Virginia Beach puts big data to work as it plans for sea level rise
Connecting state and local government leaders
Tracking rising water levels in Virginia's coastal areas involves IoT, layered technologies and local partnerships.
As a result of tidal flooding and severe costal storms, sea levels in Virginia Beach have risen nearly a foot over the past 58 years. City officials are working with researchers, state and federal authorities to develop a response to the frequent flooding problem. They plan to develop a hydrodynamic modeling system by using data from sensors that measure water levels and wind speeds.
With funding from the National Institute of Standards and Technology, 24 sensors were installed in Virginia Beach, Newport News and Norfolk over the past 18 months. With an award from Amazon Web Services’ City on a Cloud Innovation Challenge, Virginia Beach officials established a StormSense web platform that incorporates Esri’s geographic information system, along with data from sensors funded by NIST and the U.S. Geological Survey, to track water levels.
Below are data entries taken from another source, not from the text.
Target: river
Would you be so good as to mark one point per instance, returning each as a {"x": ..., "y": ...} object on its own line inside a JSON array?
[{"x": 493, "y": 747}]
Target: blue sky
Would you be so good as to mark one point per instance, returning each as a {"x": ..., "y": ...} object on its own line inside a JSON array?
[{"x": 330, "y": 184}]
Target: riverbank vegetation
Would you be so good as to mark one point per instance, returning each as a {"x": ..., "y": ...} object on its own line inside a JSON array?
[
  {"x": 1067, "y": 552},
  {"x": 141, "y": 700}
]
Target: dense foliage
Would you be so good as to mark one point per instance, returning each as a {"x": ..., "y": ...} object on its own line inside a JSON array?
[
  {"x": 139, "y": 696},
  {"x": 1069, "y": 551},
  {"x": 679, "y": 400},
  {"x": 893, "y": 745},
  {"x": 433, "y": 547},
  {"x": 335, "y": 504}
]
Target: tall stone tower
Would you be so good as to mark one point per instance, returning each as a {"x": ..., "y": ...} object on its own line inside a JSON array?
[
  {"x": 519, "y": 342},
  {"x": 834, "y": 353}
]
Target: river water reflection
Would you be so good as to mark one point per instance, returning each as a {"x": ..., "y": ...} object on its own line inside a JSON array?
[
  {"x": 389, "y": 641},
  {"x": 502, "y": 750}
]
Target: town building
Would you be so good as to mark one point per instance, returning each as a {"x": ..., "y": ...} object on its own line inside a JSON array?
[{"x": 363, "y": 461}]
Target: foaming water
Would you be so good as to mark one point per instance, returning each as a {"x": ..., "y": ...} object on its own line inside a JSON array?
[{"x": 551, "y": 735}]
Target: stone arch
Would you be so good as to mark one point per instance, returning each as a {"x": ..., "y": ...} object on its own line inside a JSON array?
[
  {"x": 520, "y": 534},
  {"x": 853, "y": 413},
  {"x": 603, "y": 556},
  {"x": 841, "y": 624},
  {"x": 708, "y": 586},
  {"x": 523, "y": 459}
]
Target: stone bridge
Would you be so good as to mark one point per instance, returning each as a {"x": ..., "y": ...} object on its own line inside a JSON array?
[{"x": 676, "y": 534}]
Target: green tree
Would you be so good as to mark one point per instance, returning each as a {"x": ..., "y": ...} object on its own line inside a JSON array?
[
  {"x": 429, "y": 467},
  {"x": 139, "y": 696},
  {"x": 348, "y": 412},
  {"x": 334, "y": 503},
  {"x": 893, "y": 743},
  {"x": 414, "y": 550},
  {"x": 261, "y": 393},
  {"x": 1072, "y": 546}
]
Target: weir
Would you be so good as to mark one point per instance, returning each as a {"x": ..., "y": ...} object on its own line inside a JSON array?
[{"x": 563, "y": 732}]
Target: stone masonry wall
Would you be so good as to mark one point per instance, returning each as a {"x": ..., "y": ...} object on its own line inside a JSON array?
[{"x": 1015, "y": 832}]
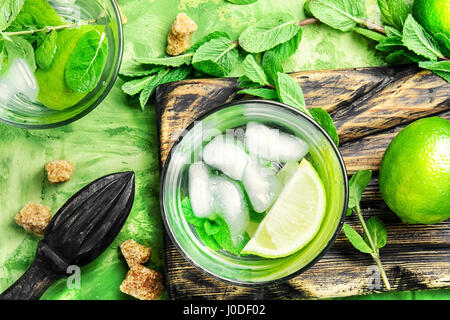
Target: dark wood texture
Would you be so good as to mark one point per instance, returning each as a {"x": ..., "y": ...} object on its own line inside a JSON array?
[{"x": 370, "y": 106}]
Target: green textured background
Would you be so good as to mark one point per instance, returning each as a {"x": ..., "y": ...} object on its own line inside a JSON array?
[{"x": 117, "y": 136}]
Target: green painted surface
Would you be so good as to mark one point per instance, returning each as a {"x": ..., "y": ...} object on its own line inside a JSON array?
[{"x": 118, "y": 136}]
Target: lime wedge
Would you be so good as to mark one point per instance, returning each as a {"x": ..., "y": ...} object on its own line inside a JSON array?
[{"x": 295, "y": 217}]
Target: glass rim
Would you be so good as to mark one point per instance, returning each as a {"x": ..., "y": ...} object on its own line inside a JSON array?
[
  {"x": 293, "y": 274},
  {"x": 99, "y": 100}
]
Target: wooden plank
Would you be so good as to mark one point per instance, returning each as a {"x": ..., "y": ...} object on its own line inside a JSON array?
[{"x": 370, "y": 106}]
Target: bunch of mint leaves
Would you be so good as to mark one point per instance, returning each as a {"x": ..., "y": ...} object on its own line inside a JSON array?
[
  {"x": 214, "y": 231},
  {"x": 374, "y": 231},
  {"x": 261, "y": 48},
  {"x": 402, "y": 38},
  {"x": 29, "y": 30}
]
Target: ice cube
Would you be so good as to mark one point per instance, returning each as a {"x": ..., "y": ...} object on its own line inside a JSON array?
[
  {"x": 200, "y": 191},
  {"x": 225, "y": 154},
  {"x": 231, "y": 205},
  {"x": 273, "y": 144},
  {"x": 262, "y": 186},
  {"x": 18, "y": 79}
]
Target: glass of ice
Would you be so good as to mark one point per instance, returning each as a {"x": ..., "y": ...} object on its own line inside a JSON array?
[
  {"x": 29, "y": 100},
  {"x": 196, "y": 145}
]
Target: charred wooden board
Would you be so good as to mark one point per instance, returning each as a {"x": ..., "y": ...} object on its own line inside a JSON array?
[{"x": 370, "y": 106}]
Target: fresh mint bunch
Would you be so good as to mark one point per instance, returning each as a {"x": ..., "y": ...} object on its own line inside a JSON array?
[
  {"x": 261, "y": 49},
  {"x": 403, "y": 39},
  {"x": 29, "y": 30},
  {"x": 374, "y": 231}
]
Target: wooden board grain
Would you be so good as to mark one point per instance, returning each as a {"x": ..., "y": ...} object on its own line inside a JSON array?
[{"x": 370, "y": 106}]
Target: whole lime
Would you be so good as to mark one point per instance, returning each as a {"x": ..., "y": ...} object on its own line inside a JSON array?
[
  {"x": 433, "y": 15},
  {"x": 415, "y": 172}
]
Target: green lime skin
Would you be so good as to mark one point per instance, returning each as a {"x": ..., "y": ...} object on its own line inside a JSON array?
[
  {"x": 415, "y": 172},
  {"x": 433, "y": 15}
]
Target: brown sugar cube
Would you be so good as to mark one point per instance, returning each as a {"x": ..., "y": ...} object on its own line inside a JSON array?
[
  {"x": 179, "y": 38},
  {"x": 34, "y": 218},
  {"x": 134, "y": 252},
  {"x": 142, "y": 283},
  {"x": 59, "y": 170}
]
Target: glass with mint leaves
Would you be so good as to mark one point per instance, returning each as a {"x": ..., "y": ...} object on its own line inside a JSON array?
[
  {"x": 58, "y": 59},
  {"x": 254, "y": 192}
]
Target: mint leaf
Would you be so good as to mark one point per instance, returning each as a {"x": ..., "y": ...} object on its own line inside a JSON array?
[
  {"x": 272, "y": 66},
  {"x": 343, "y": 15},
  {"x": 224, "y": 240},
  {"x": 137, "y": 85},
  {"x": 17, "y": 47},
  {"x": 287, "y": 49},
  {"x": 138, "y": 70},
  {"x": 207, "y": 239},
  {"x": 216, "y": 57},
  {"x": 377, "y": 231},
  {"x": 85, "y": 65},
  {"x": 163, "y": 76},
  {"x": 444, "y": 43},
  {"x": 395, "y": 12},
  {"x": 391, "y": 32},
  {"x": 404, "y": 56},
  {"x": 356, "y": 185},
  {"x": 254, "y": 71},
  {"x": 392, "y": 43},
  {"x": 245, "y": 82},
  {"x": 326, "y": 122},
  {"x": 242, "y": 2},
  {"x": 355, "y": 239},
  {"x": 208, "y": 37},
  {"x": 46, "y": 51},
  {"x": 175, "y": 61},
  {"x": 264, "y": 93},
  {"x": 416, "y": 39},
  {"x": 435, "y": 65},
  {"x": 268, "y": 32},
  {"x": 35, "y": 14},
  {"x": 290, "y": 93},
  {"x": 370, "y": 34},
  {"x": 9, "y": 9}
]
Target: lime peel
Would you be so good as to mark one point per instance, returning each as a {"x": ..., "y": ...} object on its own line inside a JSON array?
[{"x": 294, "y": 219}]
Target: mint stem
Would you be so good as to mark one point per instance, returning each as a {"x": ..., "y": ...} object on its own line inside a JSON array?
[
  {"x": 50, "y": 28},
  {"x": 307, "y": 22},
  {"x": 375, "y": 254},
  {"x": 373, "y": 26}
]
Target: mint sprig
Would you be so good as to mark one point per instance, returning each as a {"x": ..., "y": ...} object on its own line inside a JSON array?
[
  {"x": 374, "y": 231},
  {"x": 403, "y": 39}
]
The cloud-based platform makes it easier for other communities in the Hampton Roads region to access the data and check for flooding near bridges or on roads.
“We want citizens to be able to make actionable decisions based on the sensors that we’ve placed in the field, so these sensors become not just useful for research or planning decisions,” said Derek Loftis, program manager for StormSense at the Virginia Institute of Marine Science (VIMS).
In January, Virginia Beach officials began testing an Alexa skill to provide information directly to residents and emergency managers for their day-to-day needs.
Making the data suitable for Alexa involved simplifying the names of the sensors to physical locations rather than using their longer station names. StormSense and Virginia Beach officials are also exploring adding other capabilities to the Alexa skill to allow users to get a sense of the water levels in their neighborhoods.
In November 2017, Loftis and his team coordinated with local media outlets to conduct a ground test of the sensor measurements during the "king tide," the highest predicted tide of the year. The event called “Catch the King” involved 510 volunteers across 12 localities collecting 53,000 time-stamped GPS flood measurements over a four-hour period on Nov. 5.
The volunteers were trained to observe and record measurements through photos and GPS location marking using the Sea Level Rise app, created by non-profit Wetlands Watch.
“Some of the sensors had only been in the field for two to three months, so it helped to validate some of the water levels at nascent locations,” Loftis said. “It also provided us with an opportunity to verify and ground truth a model that developed as part of my dissertation on Hurricane Sandy in New York City.”
The hydrodynamic model will give Loftis a sense of water levels between sensors and will allow VIMS to extend the use of tidal forecast algorithm called Tidewatch with information provided from the recently installed StormSense and USGS sensors for the first time.
Once the sensors have been operational for at least 90 days, the data can be used to forecast tidal flooding 24 to 48 hours in advance, which will be particularly helpful in the spring and fall seasons -- when floods inundate roadways eight to 10 times a year.
Virginia Beach is also interested in adding cameras to the sensors on bridges and using AWS DeepLens deep-learning enabled video cameras to track images of water level rise. Combined with AWS Rekognition, the cameras use pixelated edge detection to determine rise levels.
“We want to tie the information from the AWS DeepLens cameras that can track the images of water-level rise and fall under bridges so we can use machine learning to determine the water-level impact depending on different relevant factors,” Sridhar Katragadda, a system analyst at the Virginia Beach Information Technology Department, said.
When it comes to planning for the future, officials in the Hampton Roads area are taking information from StormSense and comparing it with data from the National Water Model released by the National Oceanic and Atmospheric Administration in August 2016.
“We can compare our sensors at the same locations by cubic feet per second volume of water under the bridges … to the NWM and the different models that VIMS is creating based on our sensors,” Katragadda said. “Tracking the data over a seasonal cycle provides us with more details from the sensors that can be incorporated into our future plans.”